1. In the cooling of our zeal against our father's house, and the fashions thereof. Our husband's house and our father's are at war with each other; and this war is zealously prosecuted on both sides, by Michael and the dragon. When Christ's spouse then remits her zeal against sin, she appears partial in favour of her father's house. Christ finds fault with her, because "she hath left her first love." And so far as she is not with Christ, in prosecuting the quarrel vigorously, she is so far against him. So far as she is not gathering with him, she is scattering abroad. But O! how quickly does the heart harden, and how soon does sin turn from being such a frightful spectacle, as it was before, and at the espousals.

2. In kindly reflections on the entertainment in our father's house, remembering with any delight or pleasure our former ways.
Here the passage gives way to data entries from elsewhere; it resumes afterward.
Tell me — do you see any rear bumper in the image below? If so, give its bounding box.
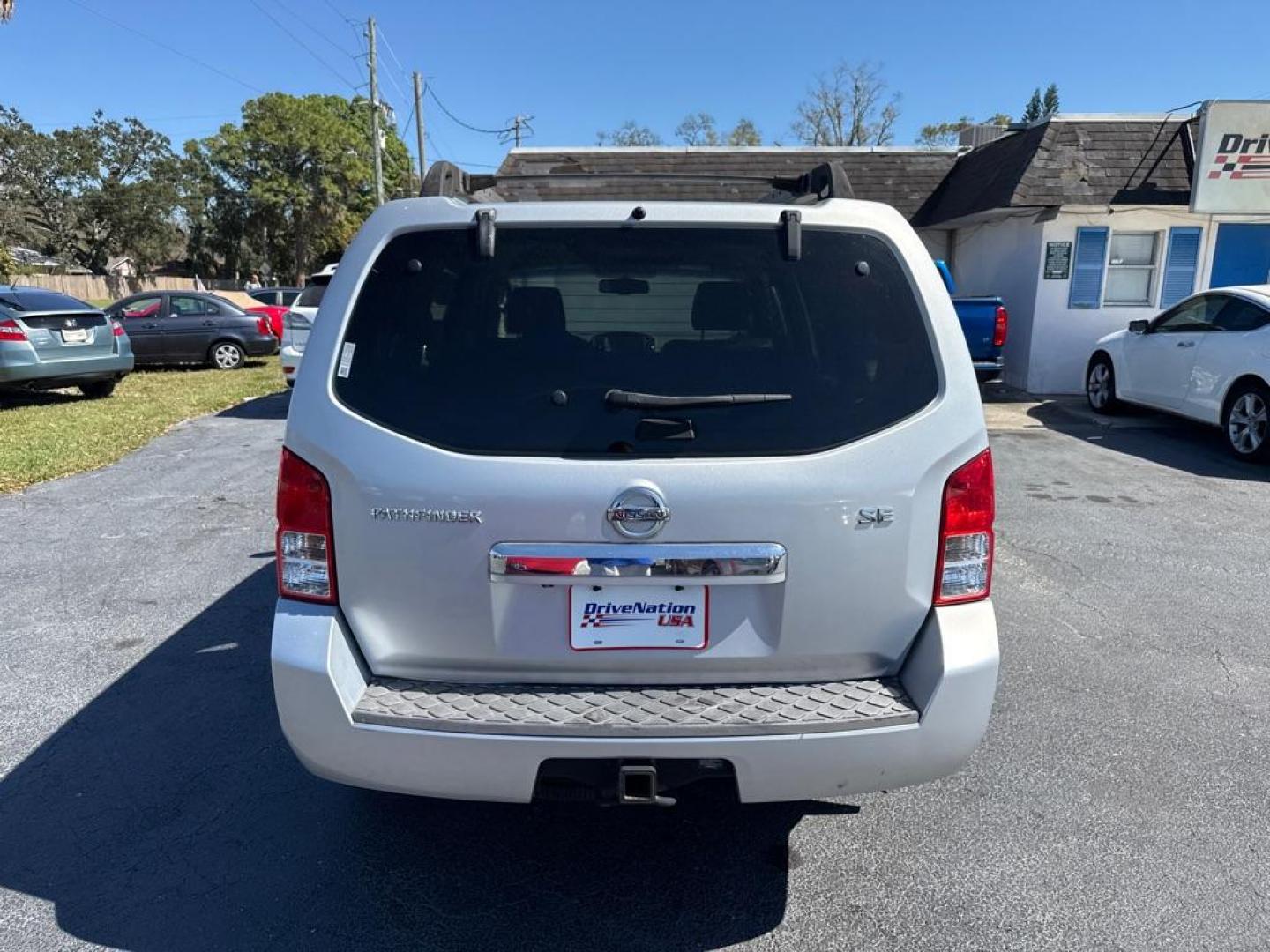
[0,348,132,383]
[243,334,278,357]
[272,599,998,802]
[974,357,1005,373]
[278,344,305,383]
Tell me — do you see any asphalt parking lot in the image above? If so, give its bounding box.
[0,396,1270,949]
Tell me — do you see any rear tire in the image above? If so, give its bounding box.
[1221,381,1270,464]
[207,340,246,370]
[78,380,115,400]
[1085,354,1120,416]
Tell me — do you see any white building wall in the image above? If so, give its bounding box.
[1020,207,1213,393]
[952,217,1042,389]
[922,205,1270,393]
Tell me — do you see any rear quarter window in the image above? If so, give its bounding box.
[332,227,938,457]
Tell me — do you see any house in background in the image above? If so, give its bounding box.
[915,115,1270,393]
[9,246,93,274]
[487,103,1270,393]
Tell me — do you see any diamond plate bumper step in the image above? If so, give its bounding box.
[353,678,918,738]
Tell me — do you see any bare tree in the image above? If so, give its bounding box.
[794,61,900,146]
[675,113,719,146]
[595,119,661,146]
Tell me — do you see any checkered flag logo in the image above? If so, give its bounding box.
[1207,153,1270,179]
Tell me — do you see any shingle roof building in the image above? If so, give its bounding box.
[915,116,1194,225]
[485,115,1192,227]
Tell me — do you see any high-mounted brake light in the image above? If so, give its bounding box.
[935,450,997,606]
[992,305,1010,346]
[277,448,337,604]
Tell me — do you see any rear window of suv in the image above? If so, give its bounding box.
[334,227,938,456]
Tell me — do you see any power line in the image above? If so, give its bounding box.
[380,28,405,76]
[378,26,410,113]
[324,0,362,49]
[260,0,357,61]
[69,0,265,95]
[251,0,357,93]
[424,83,511,136]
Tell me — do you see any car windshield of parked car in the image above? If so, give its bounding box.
[332,227,938,456]
[294,285,326,307]
[110,297,162,318]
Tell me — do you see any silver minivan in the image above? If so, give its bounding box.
[272,164,998,805]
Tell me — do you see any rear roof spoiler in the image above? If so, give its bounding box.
[419,161,855,205]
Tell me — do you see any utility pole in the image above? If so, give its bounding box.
[500,115,534,148]
[414,72,423,194]
[366,17,384,205]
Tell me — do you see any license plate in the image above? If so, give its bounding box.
[569,585,710,651]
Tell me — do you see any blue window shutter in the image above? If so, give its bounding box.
[1160,228,1204,307]
[1067,228,1110,307]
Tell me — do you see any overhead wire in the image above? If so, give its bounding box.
[264,0,357,63]
[423,83,512,136]
[67,0,265,95]
[251,0,357,93]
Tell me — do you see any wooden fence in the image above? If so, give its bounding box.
[12,274,240,301]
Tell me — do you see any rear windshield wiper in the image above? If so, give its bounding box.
[604,390,794,410]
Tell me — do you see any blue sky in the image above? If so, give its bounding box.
[0,0,1270,167]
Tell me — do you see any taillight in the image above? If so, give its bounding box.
[992,305,1010,346]
[935,450,997,606]
[277,448,335,604]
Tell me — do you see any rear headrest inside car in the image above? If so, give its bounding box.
[507,288,565,338]
[692,280,754,330]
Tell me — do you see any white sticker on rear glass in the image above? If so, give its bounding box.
[335,344,357,377]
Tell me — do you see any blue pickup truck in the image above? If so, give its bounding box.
[935,262,1010,383]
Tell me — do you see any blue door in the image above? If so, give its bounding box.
[1209,225,1270,288]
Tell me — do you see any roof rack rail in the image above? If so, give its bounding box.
[419,160,855,205]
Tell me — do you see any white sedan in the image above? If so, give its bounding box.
[1085,285,1270,461]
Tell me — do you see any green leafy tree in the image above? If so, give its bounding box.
[917,115,974,148]
[185,93,410,280]
[1024,86,1045,122]
[1040,83,1058,118]
[595,119,661,146]
[793,63,900,146]
[0,108,180,271]
[728,118,763,146]
[917,113,1012,148]
[675,113,719,146]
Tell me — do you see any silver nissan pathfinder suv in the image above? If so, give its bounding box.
[272,164,997,805]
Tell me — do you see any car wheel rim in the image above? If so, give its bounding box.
[1226,393,1270,453]
[1088,363,1111,410]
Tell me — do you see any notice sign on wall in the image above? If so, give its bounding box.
[1045,242,1072,280]
[1192,100,1270,213]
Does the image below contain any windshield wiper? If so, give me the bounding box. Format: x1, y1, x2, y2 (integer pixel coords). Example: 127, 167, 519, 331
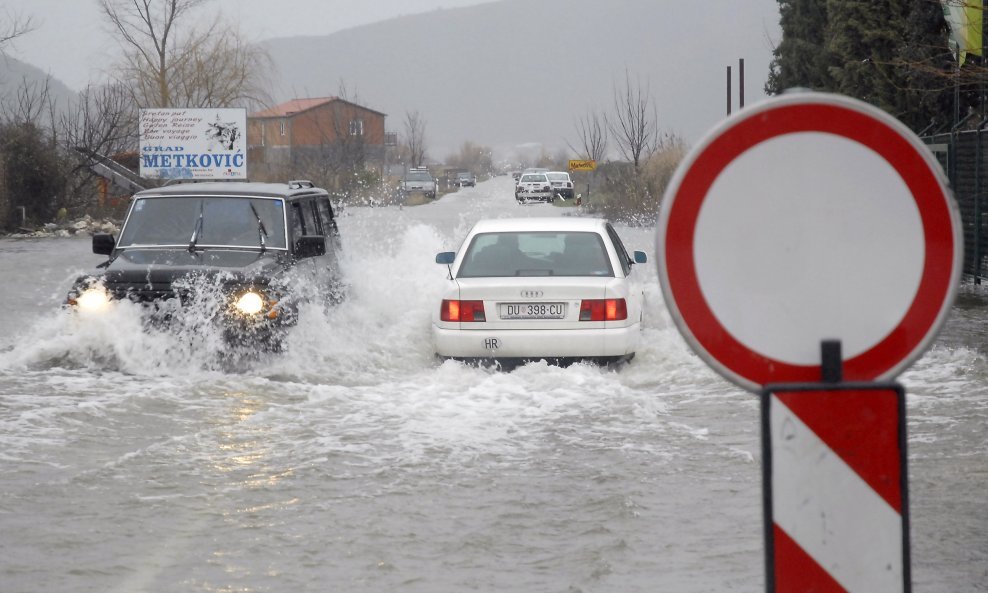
189, 200, 203, 253
248, 202, 268, 253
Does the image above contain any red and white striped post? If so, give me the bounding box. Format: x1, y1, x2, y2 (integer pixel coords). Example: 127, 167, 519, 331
656, 93, 963, 593
762, 383, 910, 593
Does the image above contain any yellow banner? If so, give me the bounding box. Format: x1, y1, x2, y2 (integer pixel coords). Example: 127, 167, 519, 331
940, 0, 984, 64
569, 161, 597, 171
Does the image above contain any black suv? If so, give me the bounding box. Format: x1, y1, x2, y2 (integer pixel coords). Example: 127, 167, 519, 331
67, 181, 342, 349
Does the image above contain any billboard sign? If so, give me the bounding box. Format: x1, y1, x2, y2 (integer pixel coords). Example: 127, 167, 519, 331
569, 160, 597, 171
139, 109, 247, 179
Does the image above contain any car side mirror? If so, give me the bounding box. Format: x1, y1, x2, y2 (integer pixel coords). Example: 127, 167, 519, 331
295, 235, 326, 259
93, 233, 117, 255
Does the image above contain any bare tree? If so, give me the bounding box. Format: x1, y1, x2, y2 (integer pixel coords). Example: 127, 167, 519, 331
0, 9, 34, 54
405, 110, 425, 167
567, 110, 608, 161
0, 77, 54, 130
99, 0, 270, 107
608, 70, 658, 170
58, 84, 142, 201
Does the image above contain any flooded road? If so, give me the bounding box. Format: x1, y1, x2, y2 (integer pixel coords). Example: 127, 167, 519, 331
0, 177, 988, 593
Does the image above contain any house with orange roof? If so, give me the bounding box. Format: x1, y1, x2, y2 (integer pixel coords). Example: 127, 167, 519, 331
247, 97, 386, 181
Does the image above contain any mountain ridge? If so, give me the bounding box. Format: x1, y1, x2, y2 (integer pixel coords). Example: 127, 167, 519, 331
262, 0, 778, 160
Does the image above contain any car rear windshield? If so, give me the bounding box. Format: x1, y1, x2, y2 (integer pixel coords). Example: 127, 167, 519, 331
457, 231, 614, 278
521, 175, 546, 183
117, 196, 286, 249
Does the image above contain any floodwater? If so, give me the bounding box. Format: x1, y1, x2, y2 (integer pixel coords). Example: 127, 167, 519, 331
0, 177, 988, 593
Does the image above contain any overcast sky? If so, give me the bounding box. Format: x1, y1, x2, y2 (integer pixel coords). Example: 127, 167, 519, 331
0, 0, 489, 90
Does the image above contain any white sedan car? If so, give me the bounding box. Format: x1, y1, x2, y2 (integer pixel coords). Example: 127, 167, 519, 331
432, 217, 647, 364
515, 173, 553, 204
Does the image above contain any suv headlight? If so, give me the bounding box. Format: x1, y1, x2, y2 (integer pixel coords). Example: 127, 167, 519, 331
65, 285, 113, 313
234, 290, 266, 315
228, 288, 281, 319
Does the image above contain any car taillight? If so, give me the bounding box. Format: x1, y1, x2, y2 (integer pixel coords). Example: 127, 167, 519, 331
439, 299, 487, 322
580, 299, 628, 321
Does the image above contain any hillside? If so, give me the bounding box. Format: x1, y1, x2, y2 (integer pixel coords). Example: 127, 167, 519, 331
0, 56, 76, 116
265, 0, 779, 159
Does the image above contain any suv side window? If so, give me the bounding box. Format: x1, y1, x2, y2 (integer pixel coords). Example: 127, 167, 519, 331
607, 223, 632, 276
292, 199, 322, 241
316, 196, 337, 235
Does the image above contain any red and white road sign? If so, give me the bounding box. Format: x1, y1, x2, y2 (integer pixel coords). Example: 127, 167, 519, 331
762, 384, 910, 593
656, 93, 963, 391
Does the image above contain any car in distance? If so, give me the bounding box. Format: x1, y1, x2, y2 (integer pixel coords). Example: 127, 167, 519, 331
515, 173, 553, 204
432, 217, 647, 366
545, 171, 573, 200
398, 167, 436, 199
66, 181, 342, 349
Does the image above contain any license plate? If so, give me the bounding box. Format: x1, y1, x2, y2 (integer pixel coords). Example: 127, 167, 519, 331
498, 303, 566, 319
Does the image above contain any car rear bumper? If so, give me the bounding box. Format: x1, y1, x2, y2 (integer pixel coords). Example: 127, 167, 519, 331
432, 323, 641, 360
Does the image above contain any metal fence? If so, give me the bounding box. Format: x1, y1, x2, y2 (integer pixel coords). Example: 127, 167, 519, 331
923, 129, 988, 284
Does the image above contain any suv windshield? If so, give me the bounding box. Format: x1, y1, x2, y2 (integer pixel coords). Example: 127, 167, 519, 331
405, 171, 432, 181
117, 196, 286, 249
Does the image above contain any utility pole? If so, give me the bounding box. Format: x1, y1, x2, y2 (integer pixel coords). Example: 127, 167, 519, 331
738, 58, 744, 109
727, 66, 731, 115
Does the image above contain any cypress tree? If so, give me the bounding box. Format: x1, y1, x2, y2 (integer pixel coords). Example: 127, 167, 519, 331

The Israelites were not sufficiently weaned from the house of their bondage in Egypt, and they gave evidence of this by weeping, and saying, "who shall give us flesh to eat." We should never reflect on our former evil ways, but with shame and sorrow; but often, by kindly reflecting on these things, we as it were return to our vomit. And the looking back on them stirs up love, not loathing.

3. In uneasiness under the restraints of our husband's house, saying, with the Israelites, "here there is nothing at all besides this manna, before our eyes." A heart used to sinful liberty, cannot easily take up with the restraint. The soul used to gadding abroad, will not easily become a keeper at home. But were the soul duly weaned, it would be very easy under all the holy restraints of the house of heaven, and would find a free walk within the inclosure of the divine law. The soul will say with David, "I will walk at liberty, for I seek thy precepts."

4. In hankering after our father's house, and former lusts, in our hearts turning back to Egypt. Nothing can be more plain evidence, than these rueful looks to our old lusts. This was the fault of Lot's wife, for which she was turned into a pillar of salt, yet it VOL. IV.